Let’s say the club acquired a player for $25 million and agreed to a five year contract. The following schedule outlines the net book value (NBV) of the player rights over the life of the contract:
Year | Opening NBV | Amortization Expense | Accumulated Amortization | Closing NBV |
1 | 25 million | 5 million | 5 million | 20 million |
2 | 20 million | 5 million | 10 million | 15 million |
3 | 15 million | 5 million | 15 million | 10 million |
4 | 10 million | 5 million | 20 million | 5 million |
6 | 5 million | 5 million | 25 million | —— |
Player costs per year
When planning player acquisitions, management has to think of the player’s salary but also the affect of the transfer fee each year, as outlined above.
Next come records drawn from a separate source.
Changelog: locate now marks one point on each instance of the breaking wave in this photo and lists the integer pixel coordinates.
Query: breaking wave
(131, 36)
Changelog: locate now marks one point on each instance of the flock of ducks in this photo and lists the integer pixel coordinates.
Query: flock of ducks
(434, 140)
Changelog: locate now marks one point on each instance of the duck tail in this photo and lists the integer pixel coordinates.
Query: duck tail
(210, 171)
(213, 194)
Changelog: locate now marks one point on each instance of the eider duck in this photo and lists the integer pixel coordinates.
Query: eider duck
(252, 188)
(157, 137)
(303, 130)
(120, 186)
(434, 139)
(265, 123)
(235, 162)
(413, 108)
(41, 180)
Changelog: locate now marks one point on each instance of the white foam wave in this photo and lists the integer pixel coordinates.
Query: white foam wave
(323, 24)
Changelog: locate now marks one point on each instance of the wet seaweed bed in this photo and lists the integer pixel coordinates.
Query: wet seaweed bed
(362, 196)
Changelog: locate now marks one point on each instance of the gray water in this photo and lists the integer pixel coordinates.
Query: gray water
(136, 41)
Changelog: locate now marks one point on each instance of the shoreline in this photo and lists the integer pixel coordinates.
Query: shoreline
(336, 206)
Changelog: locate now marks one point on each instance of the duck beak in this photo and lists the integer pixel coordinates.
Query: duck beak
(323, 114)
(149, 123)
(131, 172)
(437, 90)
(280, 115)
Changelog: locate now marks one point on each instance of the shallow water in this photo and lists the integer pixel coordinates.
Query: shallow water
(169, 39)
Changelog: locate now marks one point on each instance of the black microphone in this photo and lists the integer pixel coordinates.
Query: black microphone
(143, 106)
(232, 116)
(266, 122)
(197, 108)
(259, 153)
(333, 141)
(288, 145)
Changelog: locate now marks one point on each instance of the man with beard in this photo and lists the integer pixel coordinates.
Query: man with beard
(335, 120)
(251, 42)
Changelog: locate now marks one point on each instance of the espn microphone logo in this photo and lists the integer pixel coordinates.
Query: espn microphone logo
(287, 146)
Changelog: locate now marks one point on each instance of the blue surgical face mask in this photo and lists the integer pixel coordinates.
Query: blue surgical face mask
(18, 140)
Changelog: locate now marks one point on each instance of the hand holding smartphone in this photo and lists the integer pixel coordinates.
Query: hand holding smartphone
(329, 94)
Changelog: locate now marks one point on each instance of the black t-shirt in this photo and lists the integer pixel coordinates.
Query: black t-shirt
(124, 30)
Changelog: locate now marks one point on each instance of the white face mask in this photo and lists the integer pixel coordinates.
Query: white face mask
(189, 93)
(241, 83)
Using the same example above, with an annual salary of $2.5 million, the annual cost of the player to the club would be:
Salary | 2,500,000 |
Amortization | 5,000,000 |
Annual cost of player | 7,500,000 |
Another aspect of transfers that is rarely talked about is agent fees. Any agent fees associated with a transfer also get added to the capital cost of the transfer. So, if we re-evaluate the example above, with $3 million in agent fees, we get the following annual cost per player:
Salary | 2,500,000 |
Amortization | 5,000,000 |
Agent fees | 600,000 |
Annual cost of player | 8,100,000 |
It’s clear to see that out of contract acquisitions are hardly free transfers.
Player sales
A common myth is that the profit to be derived from a player sale is the “net spend” or the proceeds of the sale less the original cost. That is not how it works for accounting. Let’s revisit our original example with a $25 million transfer fee and a $3 million agent fee:
Year | Opening NBV | Amortization Expense | Accumulated Amortization | Closing NBV |
1 | 28 million | 5.6 million | 5.6 million | 22.4 million |
2 | 22.4 million | 5.6 million | 11.2 million | 16.8 million |
3 | 16.8 million | 5.6 million | 16.8 million | 11.2 million |
4 | 11.2 million | 5.6 million | 22.4 million | 5.6 million |
5 | 5.6 million | 5.6 million | 28 million | —— |
If the player was sold after year 3 for $15 million, those who believe in net spend would say that the club lost $10 million since the transfer fee was $25 million and the sale was for $15 million, however that is not the case. By accounting standards, the club actually had a capital gain of $3.8 million, shown below:
Original Cost | 28,000,000 |
Less: Accumulated Amortization | 16,800,000 |
Net book value | 11,200,000 |
Less: proceeds of disposition | 15,000,000 |
(Gain)/Loss on sale | 3,800,000 |
Repeating the same exercise but with a home-grown player, or a player with a fully amortized transfer fee, we can see that the selling price is 100% profit:
Original Cost | 28,000,000 |
Less: Accumulated Amortization | – 28,000,000 |
Net book value | — |
Less: proceeds of disposition | -15,000,000 |
(Gain)/Loss on sale | -15,000,000 |
Understanding the accounting principles behind transfers is becoming increasingly important in modern football since the introduction of UEFA Financial Fair Play regulations. As a fan, it might be frustrating to see your club make moves that don’t appear to make the most sporting sense, but never forget, there is always a business aspect to transfers.